The governments of the OECD, a club of mostly rich countries, spent $59 billion on biomedical research in 2012, nearly double the figure in 2000. One of the justifications for this is that basic-science results provided by governments form the basis for private drug-development work. If companies cannot rely on academic research, that reasoning breaks down. When an official at America’s National Institutes of Health (NIH) reckons, despairingly, that researchers would find it hard to reproduce at least three-quarters of all published biomedical findings, the public part of the process seems to have failed.
There is no doubt that one of the fundamental principles of science is in trouble here. If people can't do research and communicate the results in a way that others can replicate, there are questions that need to be asked. 1) Was the original work valid? 2) Was the process of documenting it flawed so that critical elements were omitted due to bad experiment design, experimenter oversight, or problems with the publication process? 3) Are those trying to replicate the work making errors of their own for whatever reason?
For something based on fact and reason, there's more than a little irony that those doing science have as an article of faith that science is self-correcting. And in fact it is, if this growing debate is an indication. Enough evidence is accumulating to show that there IS a problem - and it needs to be addressed. Joyner at OTB gets into some depth as to what he thinks is a big part of the problem. He notes that we now have software that makes doing statistical analysis easy - but it's dangerous in the hands of scientists who don't really understand how it works or all of the assumptions built into it.
Part of the problem here is that we’ve reversed the order of operations here, totally undermining a core theory of research design, namely that analysis should follow theory rather than the reverse. Even two decades ago, it was simply gospel that good scientific research started with a hypothesis grounded in theory and that modeling and statistically analysis followed. But, increasingly, researchers are mining the data for interesting results and then crafting a theory to explain the outcomes.
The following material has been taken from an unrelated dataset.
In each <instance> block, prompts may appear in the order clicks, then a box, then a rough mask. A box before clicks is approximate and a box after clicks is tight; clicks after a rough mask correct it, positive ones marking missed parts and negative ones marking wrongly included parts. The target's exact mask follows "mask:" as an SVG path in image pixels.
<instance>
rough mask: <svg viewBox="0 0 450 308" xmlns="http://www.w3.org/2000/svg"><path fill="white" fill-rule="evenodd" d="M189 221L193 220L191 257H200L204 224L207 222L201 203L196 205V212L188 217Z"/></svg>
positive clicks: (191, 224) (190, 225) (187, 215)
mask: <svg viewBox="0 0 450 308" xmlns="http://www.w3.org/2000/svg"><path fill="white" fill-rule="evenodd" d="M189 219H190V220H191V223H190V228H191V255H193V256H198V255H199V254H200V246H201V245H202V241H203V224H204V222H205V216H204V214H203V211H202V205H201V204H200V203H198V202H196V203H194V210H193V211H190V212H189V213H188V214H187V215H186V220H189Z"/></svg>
The reason for this has already been alluded to: academics need to publish and one’s findings need to be interesting to get published. But the value of the older way of doing things was that it led to extreme skepticism about interesting but totally counterintuitive results.
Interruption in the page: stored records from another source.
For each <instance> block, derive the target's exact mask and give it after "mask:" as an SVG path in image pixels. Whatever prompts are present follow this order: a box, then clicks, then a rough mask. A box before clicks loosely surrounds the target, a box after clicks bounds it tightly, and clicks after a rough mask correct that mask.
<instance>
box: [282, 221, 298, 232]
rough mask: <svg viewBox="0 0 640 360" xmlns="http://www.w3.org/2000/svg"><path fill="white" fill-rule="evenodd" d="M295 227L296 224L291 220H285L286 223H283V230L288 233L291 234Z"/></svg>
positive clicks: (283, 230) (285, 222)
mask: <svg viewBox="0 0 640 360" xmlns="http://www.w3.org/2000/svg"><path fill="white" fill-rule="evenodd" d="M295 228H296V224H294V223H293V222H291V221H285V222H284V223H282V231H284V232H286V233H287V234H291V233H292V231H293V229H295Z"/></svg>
Joyner also notes two other serious problems: the peer review process is terribly flawed, and there's just not enough interest or reward in replicating work to validate it beyond question. The recognition of this is the first step in correcting it.
Which, brings us back full circle to Robert's work with frogs. When he saw data that conflicted with what he knew, he went to the trouble of examining it and correcting his work on the basis of what he found. And that's what Doing Science is all about - or should be.